This is a rom-com for indie crowd. Like a Stereolab album a fun experience without offering anything new or offending anyone. Nick & Norah is a film about true love and breaking up, how music can unite characters from all backgrounds. With a backdrop of New York how can you not resist its charms?
‘Nick and Norah’s Infinite Playlist’ is based around the paper thin plot of a bitchy high school teenage girl named Tris who has a one-way on off relationship with quiet teenage guitarist in a local band called Nick who sends her mix CD’s which she sees as lame and weird. Her School friend, of sorts, Norah rates the unwanted mix CD’s and has been collecting them after Tris throws them away. During a night out in New York where they see a gig played by Nick’s band Tris turns up with her new boyfriend and begins to ridicule Norah for being single, trying to outdo Tris, Norah walks up to a stranger asks him to pretend to be her boyfriend and kisses him, the stranger just happens to be Nick. From there on the story entails a night of roaming the streets of New York trying to find Norah’s dim-witted drunk friend Caroline and finding a secret gig by the band ‘Fluffy’, all the while being pursued by Nick’s jealous ex Tris.

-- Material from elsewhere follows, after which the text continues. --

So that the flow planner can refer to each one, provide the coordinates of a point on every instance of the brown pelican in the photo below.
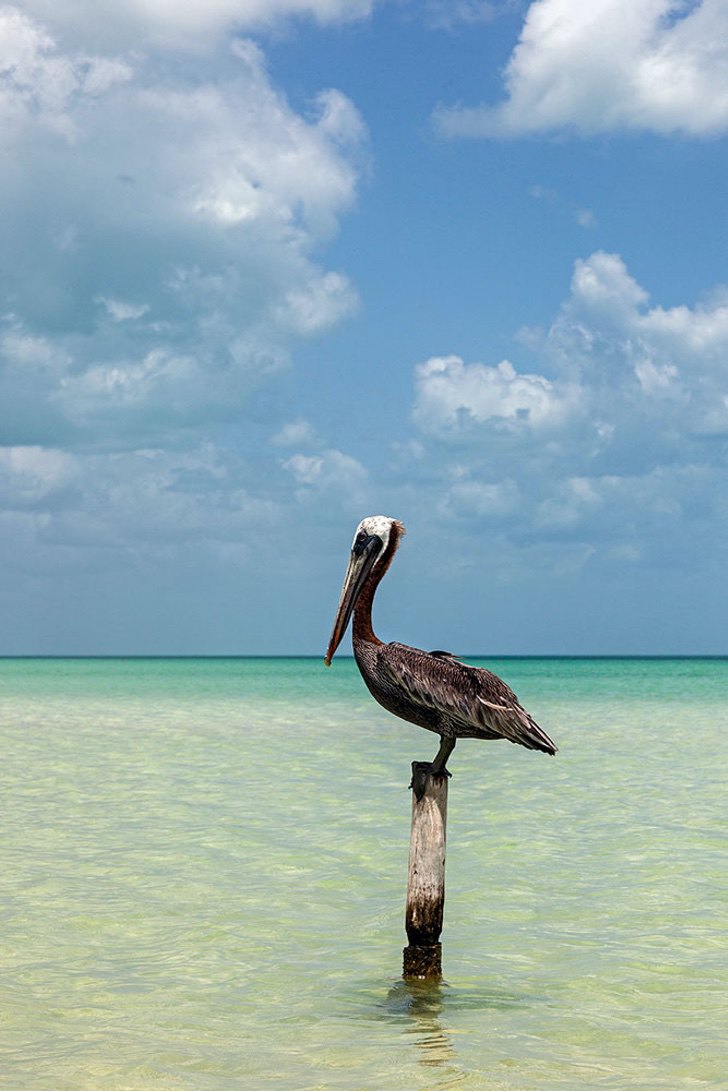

Aside from the likeability of the films two leads, Michael Cera and Kat Dennings and a fairly decent supporting cast, this is a film which has practically nothing going for it. The tale of two people falling in love over the course of one night in New York has been down many times before, and this film adds absolutely nothing new to that story. This is a formula driven film aimed directly at the demographic of 14 year old hipsters who think they’re far cooler than they actually are, and fans of films like ‘Juno’, ‘Little Miss Sunshine’ and ‘Garden State’ who are under the delusion that this type of thing is independent film. ‘Nick and Norah’s Infinite Playlist’ is little more than a bland inoffensive teen movie with dull dialogue, clichéd and unbelievable teen characters who seem able to have the freedom roam the night-time streets of New York until dawn, all wrapped up in a desperately trying too hard to be cool indie/alternative soundtrack and two lead characters that although likeable enough have absolutely zero on-screen chemistry. What could have been a sweet and charming film about two people who find each other through a shared love of music, is nothing more than a charmless, lacklustre and ultimately boring film.